Does Arendt believe in positivism, in using our senses and empirical evidence, instead of traditionalism to acquire knowledge?
Hannah Arendt did not explicitly reject positivism; however she saw it as over-reliance on observable facts and the undermining of human mental phenomena. She attempted to distinguish between several underlying factors: wisdom vs. knowledge and truth vs. meaning.
Positivism asserts that information can only be sourced from logical conclusions and what can be experienced through the senses or empirical evidence. This line of philosophy disregards the mental phenomenon of intuition and introspection and conflicts sharply with the idea that knowledge can be acquired without inference or rational thinking.
Arendt agrees that it is thinking that has enabled man to understand what the senses communicate and it plays an important role in reasoning and the development of meaning. She also agrees that mental phenomena are important in solving and correcting some of the existing scientific flaws. She asserts that thinking for the purpose of gathering truth is a mistake; instead thinking should be employed with the aim of gathering knowledge.

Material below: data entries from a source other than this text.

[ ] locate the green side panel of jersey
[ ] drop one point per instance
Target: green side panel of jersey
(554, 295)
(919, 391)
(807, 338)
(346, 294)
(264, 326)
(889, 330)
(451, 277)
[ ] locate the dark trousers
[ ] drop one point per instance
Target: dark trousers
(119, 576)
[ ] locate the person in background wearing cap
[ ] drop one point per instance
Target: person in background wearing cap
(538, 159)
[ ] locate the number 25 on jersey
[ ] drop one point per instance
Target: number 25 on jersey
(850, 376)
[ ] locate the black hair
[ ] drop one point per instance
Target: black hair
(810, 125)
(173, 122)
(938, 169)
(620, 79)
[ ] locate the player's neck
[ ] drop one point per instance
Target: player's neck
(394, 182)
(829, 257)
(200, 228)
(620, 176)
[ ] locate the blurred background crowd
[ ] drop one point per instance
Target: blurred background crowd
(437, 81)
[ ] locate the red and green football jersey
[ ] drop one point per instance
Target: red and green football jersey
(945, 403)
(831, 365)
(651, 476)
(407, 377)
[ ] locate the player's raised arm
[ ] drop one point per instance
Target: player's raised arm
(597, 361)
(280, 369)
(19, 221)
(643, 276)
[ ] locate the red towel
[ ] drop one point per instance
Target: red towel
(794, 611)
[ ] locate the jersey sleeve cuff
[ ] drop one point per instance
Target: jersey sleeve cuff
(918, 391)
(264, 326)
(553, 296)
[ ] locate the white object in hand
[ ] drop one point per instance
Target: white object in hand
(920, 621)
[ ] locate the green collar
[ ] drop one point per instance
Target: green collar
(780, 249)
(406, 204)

Hannah Arendt rejects the idea that positivism, which relies on empirical evidence to validate knowledge, can help people arrive at truth. She believes that a dogmatic application of what she called "simple-minded positivism" leaves out other mental phenomena and relies only on facts. In relying only on facts, people who practice positivism, she believes, are not using their rational faculties to arrive at meaning. In her work, Life of the Mind, she distinguishes truth from meaning and understanding from reason or thinking. People who strive to understand can rely on knowable facts, but beyond understanding, reason or thinking helps people arrive at knowledge that lies beyond facts. Only by engaging in thinking can people understand the meaning of the world. In this process, people do not always arrive at facts but instead develop their own sense of the meaning of the world. Through this process, people develop social responsibility and avoid the "banality of evil" that occurred in Nazi Germany and other places.